Yavru 1-1.5 ayı geçmeye başladıysa dişleri de çıkmıştır, yavaştan kendi kendine çiş kaka yapmaya ve ciddi derecede oyunlar oynamaya başlar. J 1,5-2 aylık arasındaysa yavru kediler için olan kuru ve yaş mama vermeye başlamalıyız çünkü toz mama onlara yetmeyecektir. Kendi tuvalet ihtiyacını karşılıyorsa da yine pamukla uyarmaya devam edelim.

Oyun çağında olan bu ufak yavrular için güvenlik önlemleri almalıyız. Evin içinde yürürken biz, yavru kutusunda değilse üzerine basmayacağımız şekilde yürümeliyiz. Öyle ufaklar ki dikkatsizlik yaşanabilir. Yavrunun evin içinde dolaşırken ya da oyun oynarken sıkışabileceği yerler var mı? Üzerine bir şey düşebilir mi? Çıktığı kanepeler koltuklar, eğer düşerse kendini sakatlayabileceği kadar yüksek mi? (genelde, evet) Kısacası yavrumuzdan gözümüzü ayırmayalım.
Güneş almalarını mutlaka sağlayalım.

Sürekli anne arayışında olacaklar, anne ihtiyaçlarını tamamen olmasa da giderebilmek için beslenme ve tuvalet ihtiyaçlarını gidermek, sıcak bir yerde uyutmak yeterli olabilir. Size sokulmak, sizin sıcaklığınızla uyumak istiyorsa da buna izin verin.

Birincil ihtiyaçları karşılanmasına rağmen hep ağlıyorsa, ateşi varsa ya da tam tersi hareketsiz, iştahsızsa mutlaka veteriner tarafından muayene edilmeli.



                                                      Karamuk'un son hali. :)


Kedi, inek, civciv, insan… Hiçbir yavrunun annesiz kalmaması dileğiyle.
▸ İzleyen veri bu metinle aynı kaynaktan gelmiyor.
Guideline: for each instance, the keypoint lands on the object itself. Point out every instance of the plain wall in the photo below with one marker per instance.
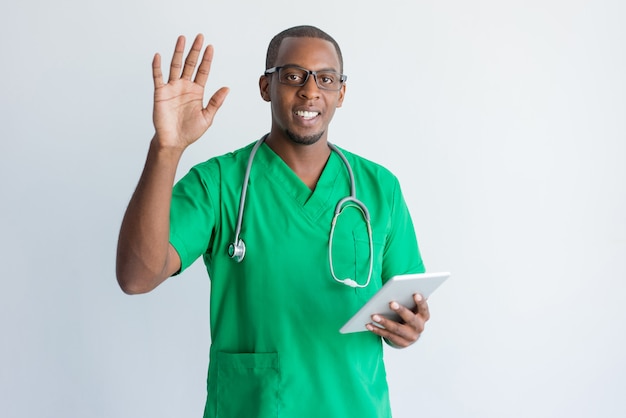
(504, 121)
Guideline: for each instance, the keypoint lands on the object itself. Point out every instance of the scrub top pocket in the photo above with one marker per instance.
(248, 385)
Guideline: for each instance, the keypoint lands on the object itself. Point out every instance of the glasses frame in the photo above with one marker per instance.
(342, 77)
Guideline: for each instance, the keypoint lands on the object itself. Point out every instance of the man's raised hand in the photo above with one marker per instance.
(179, 114)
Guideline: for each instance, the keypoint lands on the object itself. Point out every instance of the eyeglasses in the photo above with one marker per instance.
(297, 77)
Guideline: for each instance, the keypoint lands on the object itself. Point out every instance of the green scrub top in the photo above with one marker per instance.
(276, 350)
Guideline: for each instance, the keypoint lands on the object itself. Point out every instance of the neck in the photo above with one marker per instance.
(306, 161)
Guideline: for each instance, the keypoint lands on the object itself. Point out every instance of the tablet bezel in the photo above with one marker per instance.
(399, 288)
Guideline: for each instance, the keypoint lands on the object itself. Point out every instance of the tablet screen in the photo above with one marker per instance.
(400, 289)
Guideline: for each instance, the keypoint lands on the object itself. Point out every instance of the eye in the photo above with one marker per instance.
(292, 76)
(328, 78)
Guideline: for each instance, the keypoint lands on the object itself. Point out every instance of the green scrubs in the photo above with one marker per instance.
(276, 348)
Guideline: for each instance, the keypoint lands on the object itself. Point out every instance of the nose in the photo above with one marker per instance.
(309, 89)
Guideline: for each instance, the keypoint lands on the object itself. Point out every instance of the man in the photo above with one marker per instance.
(275, 315)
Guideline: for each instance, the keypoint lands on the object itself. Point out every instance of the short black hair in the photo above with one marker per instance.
(303, 31)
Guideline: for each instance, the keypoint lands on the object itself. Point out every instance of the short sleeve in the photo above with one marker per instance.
(192, 217)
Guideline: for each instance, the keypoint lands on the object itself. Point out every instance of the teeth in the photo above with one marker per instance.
(306, 115)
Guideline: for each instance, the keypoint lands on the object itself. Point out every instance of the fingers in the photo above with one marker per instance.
(177, 59)
(205, 66)
(216, 100)
(178, 70)
(157, 74)
(192, 57)
(421, 306)
(406, 332)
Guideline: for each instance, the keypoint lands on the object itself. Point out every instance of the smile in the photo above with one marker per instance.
(306, 115)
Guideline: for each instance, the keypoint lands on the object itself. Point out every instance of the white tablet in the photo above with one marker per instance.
(400, 289)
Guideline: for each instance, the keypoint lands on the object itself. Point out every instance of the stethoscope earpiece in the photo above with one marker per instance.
(237, 250)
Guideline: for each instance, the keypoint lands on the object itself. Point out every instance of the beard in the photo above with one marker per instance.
(304, 140)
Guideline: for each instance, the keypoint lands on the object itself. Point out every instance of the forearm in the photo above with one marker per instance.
(144, 258)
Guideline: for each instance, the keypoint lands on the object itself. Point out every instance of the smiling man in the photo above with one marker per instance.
(290, 250)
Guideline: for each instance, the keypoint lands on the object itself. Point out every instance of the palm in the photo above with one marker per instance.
(180, 117)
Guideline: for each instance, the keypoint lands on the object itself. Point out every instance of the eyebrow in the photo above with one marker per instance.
(299, 66)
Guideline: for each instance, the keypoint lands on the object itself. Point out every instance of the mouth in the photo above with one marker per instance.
(306, 115)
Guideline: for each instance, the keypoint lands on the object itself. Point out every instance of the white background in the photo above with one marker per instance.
(504, 120)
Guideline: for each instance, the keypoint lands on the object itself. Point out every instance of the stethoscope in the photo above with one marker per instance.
(237, 249)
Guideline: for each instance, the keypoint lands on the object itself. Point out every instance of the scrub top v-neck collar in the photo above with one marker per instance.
(314, 203)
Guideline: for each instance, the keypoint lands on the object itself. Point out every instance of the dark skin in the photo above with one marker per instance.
(299, 135)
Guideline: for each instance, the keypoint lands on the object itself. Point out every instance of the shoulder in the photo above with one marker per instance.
(225, 161)
(367, 168)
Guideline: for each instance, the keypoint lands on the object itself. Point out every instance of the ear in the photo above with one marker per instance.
(264, 87)
(342, 94)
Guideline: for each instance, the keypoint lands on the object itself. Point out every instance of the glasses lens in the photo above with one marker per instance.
(295, 76)
(292, 76)
(329, 80)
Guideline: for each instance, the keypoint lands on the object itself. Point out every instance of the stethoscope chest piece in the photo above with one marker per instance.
(237, 250)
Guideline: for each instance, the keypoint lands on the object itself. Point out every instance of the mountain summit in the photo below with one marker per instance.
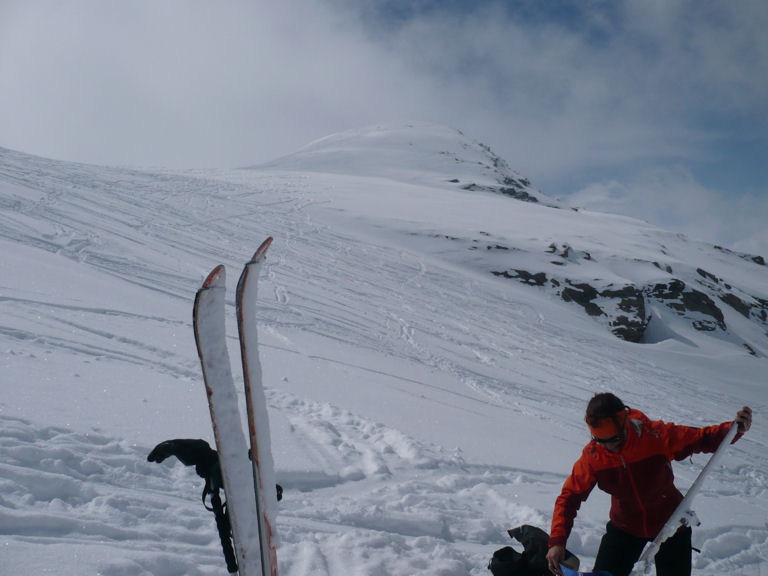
(416, 153)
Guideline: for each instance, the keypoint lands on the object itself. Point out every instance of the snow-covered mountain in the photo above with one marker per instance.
(432, 328)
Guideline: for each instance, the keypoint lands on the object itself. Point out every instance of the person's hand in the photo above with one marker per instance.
(555, 557)
(744, 419)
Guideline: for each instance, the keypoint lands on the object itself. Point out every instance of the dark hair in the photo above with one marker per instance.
(603, 405)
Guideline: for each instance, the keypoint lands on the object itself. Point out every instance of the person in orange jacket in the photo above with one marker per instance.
(630, 457)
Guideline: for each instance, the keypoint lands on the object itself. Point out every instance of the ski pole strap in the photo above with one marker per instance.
(225, 534)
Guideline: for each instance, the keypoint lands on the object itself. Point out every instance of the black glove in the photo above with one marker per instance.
(197, 453)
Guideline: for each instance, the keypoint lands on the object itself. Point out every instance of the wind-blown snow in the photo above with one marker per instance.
(419, 405)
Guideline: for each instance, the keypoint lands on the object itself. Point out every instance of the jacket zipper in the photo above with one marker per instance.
(637, 496)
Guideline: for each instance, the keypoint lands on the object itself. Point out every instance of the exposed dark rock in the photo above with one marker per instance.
(537, 279)
(582, 294)
(736, 303)
(514, 192)
(706, 274)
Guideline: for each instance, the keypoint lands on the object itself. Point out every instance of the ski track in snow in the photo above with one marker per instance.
(369, 489)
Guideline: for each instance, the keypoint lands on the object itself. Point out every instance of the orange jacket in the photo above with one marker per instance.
(639, 478)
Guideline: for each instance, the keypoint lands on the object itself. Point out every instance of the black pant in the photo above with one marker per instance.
(619, 551)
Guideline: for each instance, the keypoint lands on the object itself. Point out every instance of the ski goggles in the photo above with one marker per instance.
(608, 430)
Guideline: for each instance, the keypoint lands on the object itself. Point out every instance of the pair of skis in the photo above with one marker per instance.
(683, 514)
(248, 485)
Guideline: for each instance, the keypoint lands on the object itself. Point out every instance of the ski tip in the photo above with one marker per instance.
(217, 277)
(261, 251)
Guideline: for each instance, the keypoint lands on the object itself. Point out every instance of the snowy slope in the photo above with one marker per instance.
(420, 405)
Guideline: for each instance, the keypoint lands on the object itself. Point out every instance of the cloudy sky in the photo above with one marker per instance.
(653, 108)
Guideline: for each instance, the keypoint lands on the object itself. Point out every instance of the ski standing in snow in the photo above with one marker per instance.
(629, 457)
(246, 522)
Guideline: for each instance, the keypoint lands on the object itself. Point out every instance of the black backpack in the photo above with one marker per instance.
(531, 562)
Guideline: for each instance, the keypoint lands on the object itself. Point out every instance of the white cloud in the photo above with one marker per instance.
(672, 199)
(626, 86)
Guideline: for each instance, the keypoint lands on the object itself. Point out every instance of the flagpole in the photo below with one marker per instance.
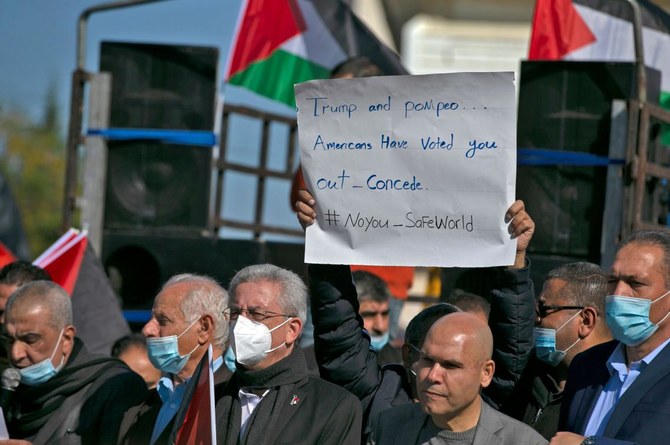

*Bir vegan olarak belirtmem gerekiyor ki market rafından aldığınız inek sütü, annesiz kalmış bir buzağı demek. Burada yazdıklarım inek sömürüsünü desteklemek olarak algılanmasını asla istemiyorum. Bir yavruyu hayatta tutabilmek için acilen yapılabilir bir şey olduğu için belirtiyorum ve alternatifinden de bahsettim. Evcil olan etçil ve/ya hepçil olan hayvanların diğer hayvanlarla beslenilmesi konusu derin ve uzun soluklu bir tartışmadır, bu yazının konusu olmadığı için yer vermiyorum.